Penulis: Xander Situmorang  •  Selasa, 16 Juni 2026 | 17:44:31 WIB
Ketua Satgas PRR Muhammad Tito Karnavian mendorong percepatan penyaluran anggaran pemulihan pascabencana di Sumatera.

BALI — Ketua Satgas PRR Pascabencana Sumatera, Muhammad Tito Karnavian, menegaskan bahwa percepatan administrasi dan penyaluran anggaran harus menjadi prioritas utama. Ia meminta kementerian/lembaga yang masih menyusun proposal untuk segera mengajukan ke Kementerian Keuangan.
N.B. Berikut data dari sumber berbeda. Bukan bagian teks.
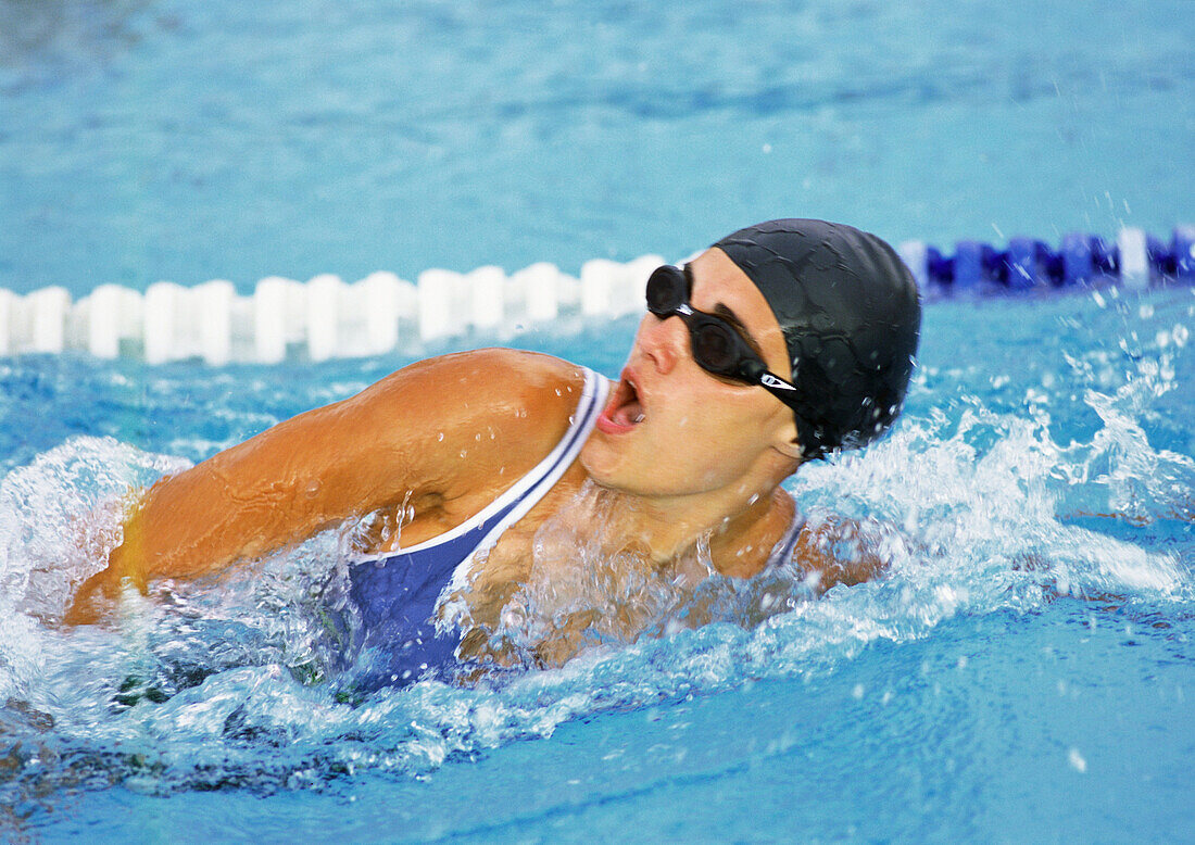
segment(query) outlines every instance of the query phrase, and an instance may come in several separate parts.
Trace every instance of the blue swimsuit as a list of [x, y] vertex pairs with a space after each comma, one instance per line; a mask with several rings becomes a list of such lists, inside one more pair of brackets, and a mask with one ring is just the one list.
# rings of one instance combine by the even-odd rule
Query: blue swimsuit
[[[349, 595], [364, 631], [362, 692], [446, 675], [456, 667], [460, 631], [441, 621], [441, 602], [468, 584], [472, 563], [490, 551], [572, 465], [598, 422], [609, 384], [586, 369], [586, 386], [572, 424], [544, 460], [480, 513], [410, 549], [361, 557], [349, 565]], [[788, 561], [804, 520], [799, 510], [767, 567]]]
[[470, 567], [560, 479], [589, 439], [609, 382], [586, 369], [572, 424], [544, 460], [480, 513], [425, 543], [349, 567], [349, 595], [361, 613], [372, 661], [366, 686], [400, 686], [451, 668], [460, 632], [436, 626], [440, 602], [468, 583]]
"Minggu ini kita dorong Kementerian/Lembaga yang masih berkutat membuat proposal agar segera mengajukan ke Kemenkeu. Jangan lama-lama. Rakyat yang kena bencana tidak mau berlama-lama susah. Sudah tujuh bulan mereka susah," kata Tito dalam keterangan resminya.
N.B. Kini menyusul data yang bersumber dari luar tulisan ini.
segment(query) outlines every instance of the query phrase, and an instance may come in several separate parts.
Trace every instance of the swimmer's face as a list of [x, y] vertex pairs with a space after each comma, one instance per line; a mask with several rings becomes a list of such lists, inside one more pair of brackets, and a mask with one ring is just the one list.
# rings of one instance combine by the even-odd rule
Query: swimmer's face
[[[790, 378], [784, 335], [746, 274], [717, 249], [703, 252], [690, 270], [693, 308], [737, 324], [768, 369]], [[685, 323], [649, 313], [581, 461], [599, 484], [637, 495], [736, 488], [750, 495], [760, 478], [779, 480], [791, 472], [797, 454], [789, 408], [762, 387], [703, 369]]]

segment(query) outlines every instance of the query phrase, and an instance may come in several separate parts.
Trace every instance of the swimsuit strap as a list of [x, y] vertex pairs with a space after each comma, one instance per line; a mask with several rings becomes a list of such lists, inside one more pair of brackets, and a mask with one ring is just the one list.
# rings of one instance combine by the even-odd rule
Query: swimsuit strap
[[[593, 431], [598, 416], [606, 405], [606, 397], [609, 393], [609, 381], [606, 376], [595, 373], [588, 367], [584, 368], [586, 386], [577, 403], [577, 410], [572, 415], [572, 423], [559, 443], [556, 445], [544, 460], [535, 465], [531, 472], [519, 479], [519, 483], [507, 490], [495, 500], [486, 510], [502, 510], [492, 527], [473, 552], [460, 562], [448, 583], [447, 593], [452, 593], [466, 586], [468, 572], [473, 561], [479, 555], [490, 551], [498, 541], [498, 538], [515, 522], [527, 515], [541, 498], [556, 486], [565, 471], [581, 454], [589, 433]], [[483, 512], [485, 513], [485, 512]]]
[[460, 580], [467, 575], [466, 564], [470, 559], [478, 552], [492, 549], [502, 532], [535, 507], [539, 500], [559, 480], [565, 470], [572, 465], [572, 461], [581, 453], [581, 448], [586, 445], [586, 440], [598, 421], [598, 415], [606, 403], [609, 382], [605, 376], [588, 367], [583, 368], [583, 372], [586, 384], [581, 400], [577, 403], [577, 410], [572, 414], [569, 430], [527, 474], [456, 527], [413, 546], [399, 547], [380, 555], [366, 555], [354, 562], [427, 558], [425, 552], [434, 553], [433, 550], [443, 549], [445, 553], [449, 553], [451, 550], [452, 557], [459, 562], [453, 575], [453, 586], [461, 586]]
Alokasi Anggaran Mulai Mengalir, Eksekusi Tunggu Langkah Konkret

Hingga pertengahan Juni 2026, sejumlah instansi telah menerima alokasi dari Kementerian Keuangan. Kementerian Pekerjaan Umum (PU), Kementerian Perhubungan (Kemenhub), Kementerian Sosial (Kemensos), dan Badan Pusat Statistik (BPS) masuk dalam daftar penerima tahap awal. Tito mendorong lembaga-lembaga ini untuk segera mengeksekusi program yang telah direncanakan.
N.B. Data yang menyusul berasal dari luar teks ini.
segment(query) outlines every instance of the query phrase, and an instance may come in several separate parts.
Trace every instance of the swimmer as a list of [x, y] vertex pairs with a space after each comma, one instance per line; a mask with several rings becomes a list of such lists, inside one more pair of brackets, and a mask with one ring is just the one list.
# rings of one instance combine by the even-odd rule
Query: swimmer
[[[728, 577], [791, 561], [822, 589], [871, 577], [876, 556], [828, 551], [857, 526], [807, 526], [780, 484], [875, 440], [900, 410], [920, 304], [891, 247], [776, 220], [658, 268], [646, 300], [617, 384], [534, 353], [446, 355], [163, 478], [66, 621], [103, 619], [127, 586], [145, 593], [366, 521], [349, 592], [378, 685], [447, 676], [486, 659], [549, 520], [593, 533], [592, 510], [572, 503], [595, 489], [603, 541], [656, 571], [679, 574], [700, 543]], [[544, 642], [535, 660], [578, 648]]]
"Yang sudah turun anggaran dari Kemenkeu kita dorong bekerja. Yang belum turun kita dorong Kementerian/Lembaga untuk mengajukan ke Kemenkeu dan Kemenkeu percepat realisasi anggaran ke K/L," ujarnya.

Pengawasan Diperketat untuk Cegah Program Tumpang Tindih

Untuk memastikan efektivitas pemulihan, Satgas PRR akan meminta rincian kegiatan dari setiap kementerian dan lembaga yang telah memperoleh pendanaan. Langkah ini bertujuan agar program rehabilitasi dan rekonstruksi tepat sasaran serta tidak tumpang tindih dengan program pemerintah provinsi maupun kabupaten/kota.

Satgas juga membentuk koordinator wilayah di Aceh, Sumut, dan Sumbar. Mereka akan memperkuat fungsi monitoring, evaluasi, dan pengawasan pelaksanaan program di lapangan. Rapat koordinasi harian (daily brief) terus digelar untuk mengawal penyelesaian rencana kegiatan.

Pedoman Pemulihan Sudah Ditetapkan, Target Hunian Layak dan Infrastruktur

Seluruh upaya percepatan ini mengacu pada Rencana Induk Percepatan Rehabilitasi dan Rekonstruksi Pascabencana Sumatera 2026-2028. Dokumen itu ditetapkan melalui Keputusan Menteri Koordinator Bidang Pembangunan Manusia dan Kebudayaan Nomor 25 Tahun 2026. Pedoman ini menjadi acuan bagi kementerian, lembaga, dan pemerintah daerah dalam melaksanakan program pemulihan secara terpadu dan berkelanjutan.

Dengan percepatan ini, penyintas bencana diharapkan segera memperoleh hunian yang layak, infrastruktur yang kembali berfungsi permanen, layanan dasar yang optimal, serta kesempatan membangun kembali penghidupan mereka. Tito menekankan bahwa masyarakat terdampak telah menunggu cukup lama untuk kembali menjalani kehidupan secara normal setelah berbulan-bulan menghadapi berbagai keterbatasan akibat bencana.

Reporter: Xander Situmorang
Sumber: news.detik.com This article was automatically rewritten by AI based on the source above without altering the facts of the original article.